The Kelly criterion provides a different perspective on this issue. The historic "140% invested" optimal strategy, and the fact that downward fluctuations of the index have historically been substantially less than theory asserts for a Kelly strategy, imply that index fluctuations have been smaller than in a Kelly-optimal portfolio. What this implies is debatable, of course. The simplest explanation would be that investors are not sufficiently long-term oriented. Another perspective is that participation in the stock market implies that investors have two beliefs: not only the “obvious” belief that long-tern stock returns will be greater than for risk-free alternatives, but also the less obvious belief that it is intrinsically risky. Because if they didn’t believe the latter, then they would bid up prices until stocks gave the same return. So the “climb a wall of worry” cliche has a converse: when stocks are not perceived as risky then they are likely over-valued.

Footnotes

I found the "memorable quote" in Fortune's Formula; I don't know its origin. Another memorable quote I learned from Aaron Brown is that the Kelly strategy makes you rich exponentially slowly. My own extended account with a little math is a chapter in my ongoing lecture notes. A concise technical account is Good and bad properties of the Kelly criterion by Edward O. Thorp et al. The math for the "second key insight" is from the theory of diffusions or stochastic calculus; I don't know an elementary treatment.

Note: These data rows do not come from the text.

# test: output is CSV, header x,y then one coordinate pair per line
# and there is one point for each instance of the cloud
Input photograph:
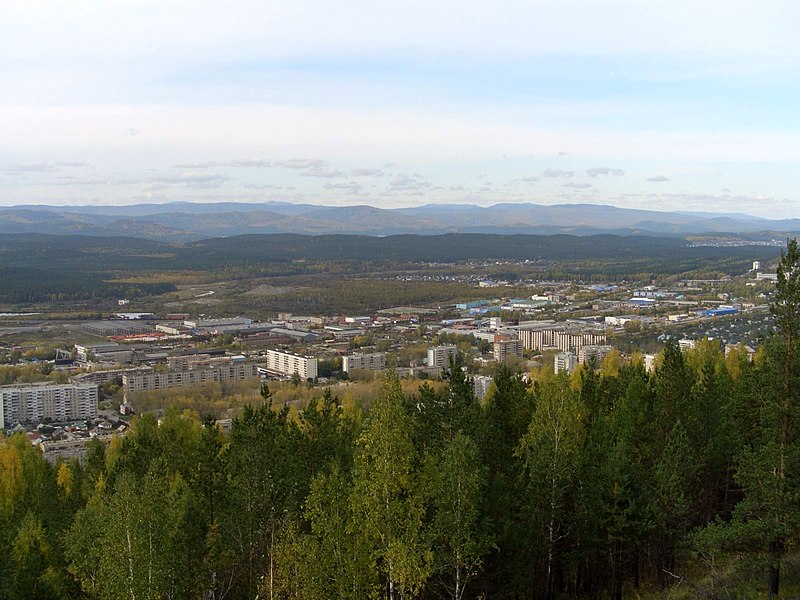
x,y
301,163
408,183
366,173
192,179
210,164
324,173
43,167
39,167
351,187
597,172
557,173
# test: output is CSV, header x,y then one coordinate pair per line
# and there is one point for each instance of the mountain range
x,y
187,221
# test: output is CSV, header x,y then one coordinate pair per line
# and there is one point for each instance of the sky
x,y
663,105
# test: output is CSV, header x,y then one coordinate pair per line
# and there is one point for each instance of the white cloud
x,y
322,173
557,173
598,171
351,187
301,163
366,173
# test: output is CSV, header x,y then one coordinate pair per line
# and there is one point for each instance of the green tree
x,y
551,450
387,502
459,532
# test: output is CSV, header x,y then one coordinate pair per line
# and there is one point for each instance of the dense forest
x,y
604,484
45,269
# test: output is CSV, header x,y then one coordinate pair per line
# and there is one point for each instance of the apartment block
x,y
221,372
375,361
287,363
26,403
503,348
565,361
439,356
593,353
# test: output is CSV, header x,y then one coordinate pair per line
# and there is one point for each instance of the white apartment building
x,y
565,361
503,348
597,353
559,337
220,372
375,361
24,403
439,356
286,363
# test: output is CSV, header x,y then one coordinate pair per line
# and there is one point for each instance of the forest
x,y
40,268
611,483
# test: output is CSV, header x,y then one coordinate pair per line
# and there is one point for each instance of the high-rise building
x,y
286,363
32,402
565,361
439,356
502,348
375,361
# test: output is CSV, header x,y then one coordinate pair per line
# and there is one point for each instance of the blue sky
x,y
664,105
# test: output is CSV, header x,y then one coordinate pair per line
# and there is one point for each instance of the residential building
x,y
565,361
287,363
439,356
481,385
25,403
595,353
502,348
192,375
375,361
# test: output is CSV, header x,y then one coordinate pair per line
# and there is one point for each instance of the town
x,y
100,372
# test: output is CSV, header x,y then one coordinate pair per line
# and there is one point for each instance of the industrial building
x,y
287,364
33,402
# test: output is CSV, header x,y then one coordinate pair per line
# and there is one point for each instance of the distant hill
x,y
186,221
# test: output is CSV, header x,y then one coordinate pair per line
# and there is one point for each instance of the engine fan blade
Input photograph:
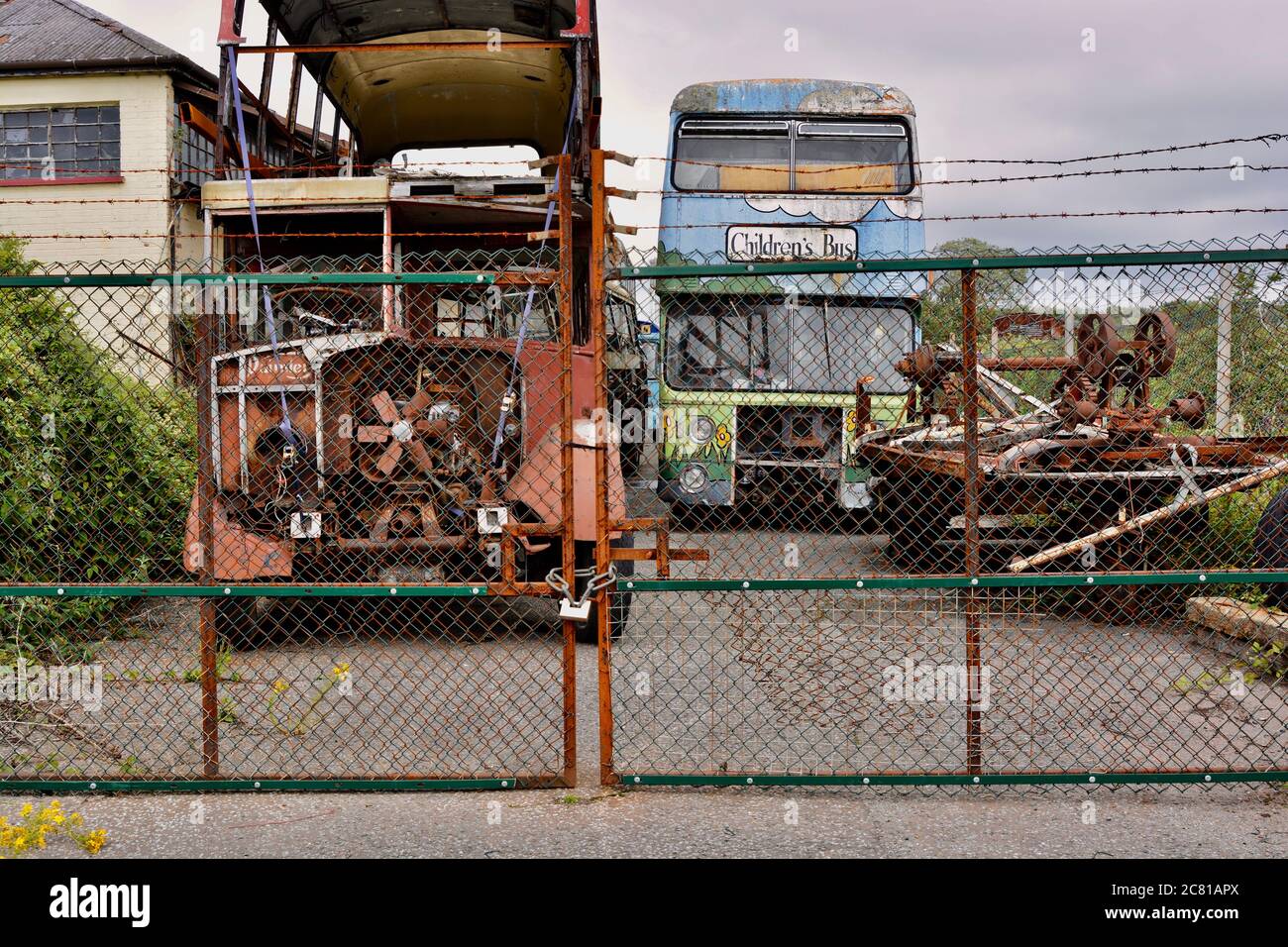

In the simplest random walk/Brownian motion model for short-term behavior ignoring "Black Swans", the Kelly criterion is equivalent to the more classical "mean-variance optimal portfolio" given by WolframAlpha. But conceptually Kelly strikes me as much preferable -- thinking about what might happen over the next year forces you to think about what has happened in the past. Basing longer term investment decisions on random walk theory rather than empirical past data exemplifies a triumph of hope over experience (to steal a phrase).

I will not debate the efficient market hypothesis, but let me quote one of my heroes, John Bogle (letter to the Economist, November 2013):

Sometimes markets are efficient, sometimes they are not, and it is not possible to know which is which.